The desire to improve and to grow is innate in many of us. As we kick-start the New Year, many of us would have had made resolutions (whether consciously or not) to self-improve, grow and change some aspects of our lives for the better, be it to exercise, eat better, study harder etc.
What about spiritual habits such as prayer and reading the Word? Do any of you find it challenging and not-so-natural to develop/build them into the routine of your life? You are not alone.
Developing (good) spiritual habits is no different from developing any other habit we have formed over the course of our lives – it requires time and work. A habit is an acquired behavioral pattern formed by repetition. We are all creatures of habits and are shaped by them. As such, every routine and repetition has a formative effect on our being and how we then develop as a person.
Now take that and apply it to Christian discipleship and you will find that spiritual habits, if cultivated properly can enhance and add a lot to our spiritual walk and experience of God, His living Word and presence in our lives.
As we embark on the New Year, here are some things we can turn our minds to and work on in the course of developing new (good) spiritual habits together.
The Lord’s Prayer invites us to a posture of openness before God as our Father. Before undertaking anything in the name of discipleship and being a “good” Christian, know firstly that your Heavenly Father calls you and accepts you as His by sheer love and acceptance and not your works (Galatians 2:15 -21). Find that orientation in your heart in response to this truth, and you will find a different motivation to develop and build good spiritual habits in your life.
We start each New Year with a resolve to better ourselves – there is an intuitive desire to be “better”, to improve, to change and to achieve our goals. It’s as though somewhere in every person is a deep conscience that directs that they should be living a “certain” way. How often do we beat ourselves up and feel like we can do better and that we should be better. But how much of it is driven by a different motivation, whether it is fear, the world around us or just us and our self-centred desires?
The gospel, however, compels us without guilt or shame. Instead, it gives us a new motivation by renewing us from the inside out, such that we desire change, growth and maturity. Not simply for ourselves, but for the good works that God invites us to partake with Him for the sake of others and this world we live in.
How can we be a solution for the sake of others and this world? We are currently undergoing a 12-day churchwide fast and prayer to seek God on this. Join us in the journey with this 12-day devotional.
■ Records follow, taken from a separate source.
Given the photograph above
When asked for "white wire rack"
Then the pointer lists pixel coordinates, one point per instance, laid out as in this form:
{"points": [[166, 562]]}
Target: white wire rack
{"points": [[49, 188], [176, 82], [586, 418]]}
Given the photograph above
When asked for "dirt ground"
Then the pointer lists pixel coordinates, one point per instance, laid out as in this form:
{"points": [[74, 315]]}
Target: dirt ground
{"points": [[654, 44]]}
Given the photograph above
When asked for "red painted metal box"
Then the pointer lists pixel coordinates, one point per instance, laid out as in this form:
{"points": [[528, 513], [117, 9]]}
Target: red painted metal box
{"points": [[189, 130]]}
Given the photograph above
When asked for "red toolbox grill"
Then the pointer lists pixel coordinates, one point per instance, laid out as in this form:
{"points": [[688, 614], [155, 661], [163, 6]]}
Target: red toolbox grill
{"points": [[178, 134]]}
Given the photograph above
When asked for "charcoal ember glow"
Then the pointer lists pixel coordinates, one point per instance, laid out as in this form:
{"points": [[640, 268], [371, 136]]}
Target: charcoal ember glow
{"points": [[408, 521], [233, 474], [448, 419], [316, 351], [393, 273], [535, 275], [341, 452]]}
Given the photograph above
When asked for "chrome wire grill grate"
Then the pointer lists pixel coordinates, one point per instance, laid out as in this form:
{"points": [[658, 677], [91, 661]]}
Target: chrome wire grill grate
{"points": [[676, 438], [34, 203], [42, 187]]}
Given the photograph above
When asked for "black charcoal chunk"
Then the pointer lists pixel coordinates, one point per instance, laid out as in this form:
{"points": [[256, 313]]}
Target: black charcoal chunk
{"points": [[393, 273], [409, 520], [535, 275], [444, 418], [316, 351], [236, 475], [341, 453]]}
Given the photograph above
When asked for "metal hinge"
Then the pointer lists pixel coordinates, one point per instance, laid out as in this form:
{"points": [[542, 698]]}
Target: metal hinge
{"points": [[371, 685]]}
3. Small, incremental change and repetition
Points 1 and 2 do require time and deep reflection for God and the Spirit to work in us. But there is nothing more beautiful and fulfilling than a deeply Christ-changed life consistent with our outward set of actions and virtue.
So if we are able to position our hearts accordingly and are willing for God to sift through our motivations, what practical steps can be taken to then build good spiritual habits in our day-to-day lives?
One of the best advices I have heard is “just start doing something”. While seemingly elementary, this is fundamental because we often easily complicate things and neglect the necessary building blocks to help us move forward effectively.
Set realistic and achievable goals. There is nothing worst than constantly feeling subpar for failing to hit the mark because we have set such high, lofty goals that are unrealistic. Have an honest assessment of yourself, your priorities and schedule.
Make tangible and attainable goals that you can genuinely commit to and do not underestimate the impact of the sense of pride and accomplishment that comes from being able to stick to and complete something.
For example, before starting your busy day, you may consider sparing 15-30 minutes to read a passage from your Bible daily while having breakfast, because that is the most optimum time frame for you in a given day.
Once you have some “wins” under your belt, keep at it and repeat and eventually, you will hopefully find the practice a natural part of your daily life.
4. Find someone to do it with.
As alluded above, there are no short cuts and developing good spiritual habits require time, work and a healthy dose of accountability. However, it need not be burdensome and tedious and hopefully each of us, by His Spirit and grace will find the deep joy and motivation to build these spiritual habits into our lives.
Finally, in order to help us, there is no greater blessing than to have a community around us that can hold us accountable and help us develop these spiritual habits together, be it in prayer or opening up the Word together.